Zuschüsse zum Eigenheim

Steuern machen Wohn-Riester witzlos

von Andreas Toller

Wohn-Riester könnte sich besonders für Eigenheimbesitzer lohnen, die eine Anschlussfinanzierung suchen. Die Kalkulation ist kompliziert, wir haben dennoch ein Beispiel durchgerechnet. Das Ergebnis ist ernüchternd.

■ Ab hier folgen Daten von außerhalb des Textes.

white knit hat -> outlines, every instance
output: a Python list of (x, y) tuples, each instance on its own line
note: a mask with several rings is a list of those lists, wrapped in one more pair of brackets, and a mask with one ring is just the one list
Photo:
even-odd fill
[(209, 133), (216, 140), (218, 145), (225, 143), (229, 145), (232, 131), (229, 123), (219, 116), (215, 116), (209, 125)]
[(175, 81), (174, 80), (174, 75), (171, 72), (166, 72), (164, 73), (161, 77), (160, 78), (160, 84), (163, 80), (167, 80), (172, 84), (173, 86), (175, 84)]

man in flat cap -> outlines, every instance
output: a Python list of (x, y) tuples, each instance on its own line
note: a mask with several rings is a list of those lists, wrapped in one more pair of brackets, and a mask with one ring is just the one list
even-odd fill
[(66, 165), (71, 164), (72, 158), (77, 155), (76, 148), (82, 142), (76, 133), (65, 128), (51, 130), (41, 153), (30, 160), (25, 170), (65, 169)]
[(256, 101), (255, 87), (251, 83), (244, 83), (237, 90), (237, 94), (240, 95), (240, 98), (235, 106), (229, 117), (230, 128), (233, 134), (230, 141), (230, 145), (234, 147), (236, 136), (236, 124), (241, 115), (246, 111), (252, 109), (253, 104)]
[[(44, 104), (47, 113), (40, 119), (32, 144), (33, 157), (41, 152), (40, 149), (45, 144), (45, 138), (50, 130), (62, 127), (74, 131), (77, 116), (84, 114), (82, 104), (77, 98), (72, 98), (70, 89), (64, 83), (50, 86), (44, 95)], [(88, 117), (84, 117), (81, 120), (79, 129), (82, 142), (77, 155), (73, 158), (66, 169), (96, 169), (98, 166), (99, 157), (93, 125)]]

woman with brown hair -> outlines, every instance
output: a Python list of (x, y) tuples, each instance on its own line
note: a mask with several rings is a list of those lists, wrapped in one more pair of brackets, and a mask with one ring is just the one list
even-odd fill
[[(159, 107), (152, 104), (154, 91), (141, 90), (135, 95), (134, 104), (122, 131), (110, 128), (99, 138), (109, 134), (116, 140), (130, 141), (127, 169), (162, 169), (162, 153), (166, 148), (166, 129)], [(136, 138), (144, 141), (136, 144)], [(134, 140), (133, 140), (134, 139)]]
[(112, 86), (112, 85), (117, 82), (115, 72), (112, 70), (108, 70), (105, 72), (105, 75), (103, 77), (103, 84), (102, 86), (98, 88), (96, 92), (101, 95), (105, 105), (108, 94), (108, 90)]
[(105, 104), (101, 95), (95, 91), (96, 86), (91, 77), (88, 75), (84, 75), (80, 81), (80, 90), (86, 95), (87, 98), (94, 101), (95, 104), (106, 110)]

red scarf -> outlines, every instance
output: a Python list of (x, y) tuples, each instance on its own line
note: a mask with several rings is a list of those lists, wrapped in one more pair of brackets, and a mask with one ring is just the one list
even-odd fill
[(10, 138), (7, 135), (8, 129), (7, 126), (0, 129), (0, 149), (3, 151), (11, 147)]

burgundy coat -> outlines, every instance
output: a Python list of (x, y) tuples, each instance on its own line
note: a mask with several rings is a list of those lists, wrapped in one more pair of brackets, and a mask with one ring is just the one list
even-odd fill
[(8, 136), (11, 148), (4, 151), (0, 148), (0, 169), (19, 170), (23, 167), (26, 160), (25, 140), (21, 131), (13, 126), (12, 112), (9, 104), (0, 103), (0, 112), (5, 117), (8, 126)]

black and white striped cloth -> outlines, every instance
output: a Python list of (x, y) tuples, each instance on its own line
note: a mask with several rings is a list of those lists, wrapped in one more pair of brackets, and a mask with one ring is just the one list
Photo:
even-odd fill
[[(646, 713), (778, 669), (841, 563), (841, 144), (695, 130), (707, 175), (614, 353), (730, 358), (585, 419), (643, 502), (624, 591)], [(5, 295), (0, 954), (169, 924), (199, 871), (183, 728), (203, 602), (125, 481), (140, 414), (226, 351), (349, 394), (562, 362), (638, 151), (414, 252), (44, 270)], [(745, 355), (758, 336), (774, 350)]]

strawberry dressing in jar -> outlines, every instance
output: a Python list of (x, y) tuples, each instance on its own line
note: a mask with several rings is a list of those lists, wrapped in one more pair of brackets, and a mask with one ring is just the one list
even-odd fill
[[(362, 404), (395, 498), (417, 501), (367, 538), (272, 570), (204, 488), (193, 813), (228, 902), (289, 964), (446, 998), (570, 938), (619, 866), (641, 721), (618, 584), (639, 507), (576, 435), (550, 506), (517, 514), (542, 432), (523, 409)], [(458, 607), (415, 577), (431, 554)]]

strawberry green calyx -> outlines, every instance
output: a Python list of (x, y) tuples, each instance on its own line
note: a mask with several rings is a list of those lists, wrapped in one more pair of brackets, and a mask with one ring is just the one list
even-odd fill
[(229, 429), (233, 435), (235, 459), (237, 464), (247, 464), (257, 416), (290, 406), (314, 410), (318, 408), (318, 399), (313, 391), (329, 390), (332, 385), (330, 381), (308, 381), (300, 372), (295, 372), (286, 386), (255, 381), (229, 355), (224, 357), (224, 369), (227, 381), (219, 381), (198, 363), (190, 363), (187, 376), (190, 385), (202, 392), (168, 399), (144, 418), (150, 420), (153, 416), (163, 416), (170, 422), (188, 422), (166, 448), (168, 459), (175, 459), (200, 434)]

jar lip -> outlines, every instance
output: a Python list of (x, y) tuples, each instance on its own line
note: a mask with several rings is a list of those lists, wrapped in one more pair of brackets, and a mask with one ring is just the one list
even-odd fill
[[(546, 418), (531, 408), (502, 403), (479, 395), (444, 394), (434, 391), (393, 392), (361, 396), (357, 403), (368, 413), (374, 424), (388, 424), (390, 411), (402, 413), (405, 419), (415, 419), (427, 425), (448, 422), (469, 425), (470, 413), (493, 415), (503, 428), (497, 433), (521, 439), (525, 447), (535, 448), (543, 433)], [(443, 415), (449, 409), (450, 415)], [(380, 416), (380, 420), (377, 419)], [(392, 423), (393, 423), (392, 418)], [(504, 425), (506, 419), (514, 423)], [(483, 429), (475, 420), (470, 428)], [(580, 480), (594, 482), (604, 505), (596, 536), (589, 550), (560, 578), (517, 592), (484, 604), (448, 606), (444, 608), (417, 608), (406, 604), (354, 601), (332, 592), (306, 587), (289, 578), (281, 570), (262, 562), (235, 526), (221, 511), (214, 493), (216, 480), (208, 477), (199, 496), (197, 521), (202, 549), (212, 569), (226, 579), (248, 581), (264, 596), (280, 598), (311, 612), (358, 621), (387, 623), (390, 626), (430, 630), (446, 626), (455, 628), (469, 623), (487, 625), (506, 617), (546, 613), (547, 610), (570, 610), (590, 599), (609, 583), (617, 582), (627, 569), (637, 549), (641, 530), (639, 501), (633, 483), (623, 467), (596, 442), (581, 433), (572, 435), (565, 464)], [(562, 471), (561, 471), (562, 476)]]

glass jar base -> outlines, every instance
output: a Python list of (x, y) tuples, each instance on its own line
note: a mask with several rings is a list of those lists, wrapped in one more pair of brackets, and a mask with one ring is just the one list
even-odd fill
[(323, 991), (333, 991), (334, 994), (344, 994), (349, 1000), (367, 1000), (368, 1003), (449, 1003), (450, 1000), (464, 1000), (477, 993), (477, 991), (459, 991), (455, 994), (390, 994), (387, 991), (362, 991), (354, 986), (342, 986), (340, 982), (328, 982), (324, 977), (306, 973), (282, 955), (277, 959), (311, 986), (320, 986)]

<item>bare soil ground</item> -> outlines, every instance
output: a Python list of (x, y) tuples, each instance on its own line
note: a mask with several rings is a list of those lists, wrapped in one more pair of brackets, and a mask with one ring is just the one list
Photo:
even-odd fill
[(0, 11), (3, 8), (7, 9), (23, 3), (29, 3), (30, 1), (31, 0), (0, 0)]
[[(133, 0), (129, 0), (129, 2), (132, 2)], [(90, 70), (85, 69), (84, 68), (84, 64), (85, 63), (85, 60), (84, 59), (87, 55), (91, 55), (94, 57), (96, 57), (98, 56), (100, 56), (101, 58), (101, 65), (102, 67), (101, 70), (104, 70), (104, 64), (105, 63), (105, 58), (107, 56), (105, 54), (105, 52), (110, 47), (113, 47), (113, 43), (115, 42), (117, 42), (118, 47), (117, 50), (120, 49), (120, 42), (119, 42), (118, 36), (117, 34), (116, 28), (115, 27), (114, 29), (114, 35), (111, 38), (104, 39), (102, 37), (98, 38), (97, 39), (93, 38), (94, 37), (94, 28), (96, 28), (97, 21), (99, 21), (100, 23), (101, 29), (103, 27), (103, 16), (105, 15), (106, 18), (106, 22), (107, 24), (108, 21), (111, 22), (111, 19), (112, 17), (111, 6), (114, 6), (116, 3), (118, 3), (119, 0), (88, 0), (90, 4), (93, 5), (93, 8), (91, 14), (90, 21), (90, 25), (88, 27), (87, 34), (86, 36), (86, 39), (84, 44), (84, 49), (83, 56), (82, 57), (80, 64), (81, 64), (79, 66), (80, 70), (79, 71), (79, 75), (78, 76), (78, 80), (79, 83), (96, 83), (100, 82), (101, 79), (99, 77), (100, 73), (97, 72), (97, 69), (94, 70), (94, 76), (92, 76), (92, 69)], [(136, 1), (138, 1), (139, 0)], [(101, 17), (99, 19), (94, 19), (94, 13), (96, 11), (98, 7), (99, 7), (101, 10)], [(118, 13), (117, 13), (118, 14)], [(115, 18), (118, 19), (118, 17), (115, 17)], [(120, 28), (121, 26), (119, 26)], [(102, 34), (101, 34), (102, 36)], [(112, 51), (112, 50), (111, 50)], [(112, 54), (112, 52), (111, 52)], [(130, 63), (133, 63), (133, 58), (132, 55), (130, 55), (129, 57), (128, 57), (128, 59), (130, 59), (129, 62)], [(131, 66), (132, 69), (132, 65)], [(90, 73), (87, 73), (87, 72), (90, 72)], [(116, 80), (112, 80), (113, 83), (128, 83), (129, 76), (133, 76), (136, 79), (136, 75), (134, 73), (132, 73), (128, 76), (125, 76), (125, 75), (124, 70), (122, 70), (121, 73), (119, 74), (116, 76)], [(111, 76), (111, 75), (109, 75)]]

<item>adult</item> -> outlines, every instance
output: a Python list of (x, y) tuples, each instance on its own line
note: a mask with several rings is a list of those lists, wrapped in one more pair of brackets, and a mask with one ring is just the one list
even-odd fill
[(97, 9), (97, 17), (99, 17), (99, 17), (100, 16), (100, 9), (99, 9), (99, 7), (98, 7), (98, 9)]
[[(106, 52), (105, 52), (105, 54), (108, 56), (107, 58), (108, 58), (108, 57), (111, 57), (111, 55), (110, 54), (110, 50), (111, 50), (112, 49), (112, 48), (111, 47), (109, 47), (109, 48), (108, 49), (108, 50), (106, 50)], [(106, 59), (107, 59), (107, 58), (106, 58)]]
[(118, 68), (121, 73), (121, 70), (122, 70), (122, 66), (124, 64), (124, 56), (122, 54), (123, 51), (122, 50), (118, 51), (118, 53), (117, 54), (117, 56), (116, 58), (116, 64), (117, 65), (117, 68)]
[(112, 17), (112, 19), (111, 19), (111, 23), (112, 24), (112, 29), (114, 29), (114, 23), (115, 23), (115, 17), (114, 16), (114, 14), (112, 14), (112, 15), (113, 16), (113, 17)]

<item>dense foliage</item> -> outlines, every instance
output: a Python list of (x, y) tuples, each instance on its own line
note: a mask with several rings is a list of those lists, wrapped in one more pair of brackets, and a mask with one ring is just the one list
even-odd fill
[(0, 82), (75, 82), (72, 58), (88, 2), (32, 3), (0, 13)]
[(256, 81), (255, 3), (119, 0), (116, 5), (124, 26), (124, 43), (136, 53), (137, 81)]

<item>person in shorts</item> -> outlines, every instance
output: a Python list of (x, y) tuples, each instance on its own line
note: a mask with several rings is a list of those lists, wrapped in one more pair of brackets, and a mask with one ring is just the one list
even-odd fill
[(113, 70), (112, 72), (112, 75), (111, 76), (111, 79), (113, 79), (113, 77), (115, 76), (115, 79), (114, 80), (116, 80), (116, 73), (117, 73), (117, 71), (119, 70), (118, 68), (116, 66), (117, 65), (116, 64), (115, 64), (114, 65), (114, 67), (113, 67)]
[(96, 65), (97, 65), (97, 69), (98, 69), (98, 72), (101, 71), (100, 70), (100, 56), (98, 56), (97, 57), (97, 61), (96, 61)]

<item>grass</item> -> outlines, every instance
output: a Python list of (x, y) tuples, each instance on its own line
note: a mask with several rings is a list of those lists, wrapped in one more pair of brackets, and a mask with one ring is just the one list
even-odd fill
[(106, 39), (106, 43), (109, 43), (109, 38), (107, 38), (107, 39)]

Wohn-Riester hilft Hauskäufern, ihren Kredit schneller zu tilgen. Aber später werden Steuern fällig.

Quelle: imago

Das klingt doch gut: Mit Geld vom Staat den Immobilienkredit schneller tilgen. Wer erst in 2018 eine selbstgenutzte Immobilie gekauft hat oder demnächst kauft, kann sich schon auf das neue Baukindergeld freuen. Pro Kind soll es rückwirkend zum 1.1.2018 1200 Euro jährlich vom Staat geben, zehn Jahre lang. Eine Familie mit zwei Kindern und einem – nach jetzigem Stand – zu versteuernden Einkommen von maximal 105.000 Euro im Jahr (Einkommensgrenze 75.000 Euro plus 15.000 Euro pro Kind) soll also jährlich 2400 Euro vom Staat für die Baufinanzierung geschenkt bekommen.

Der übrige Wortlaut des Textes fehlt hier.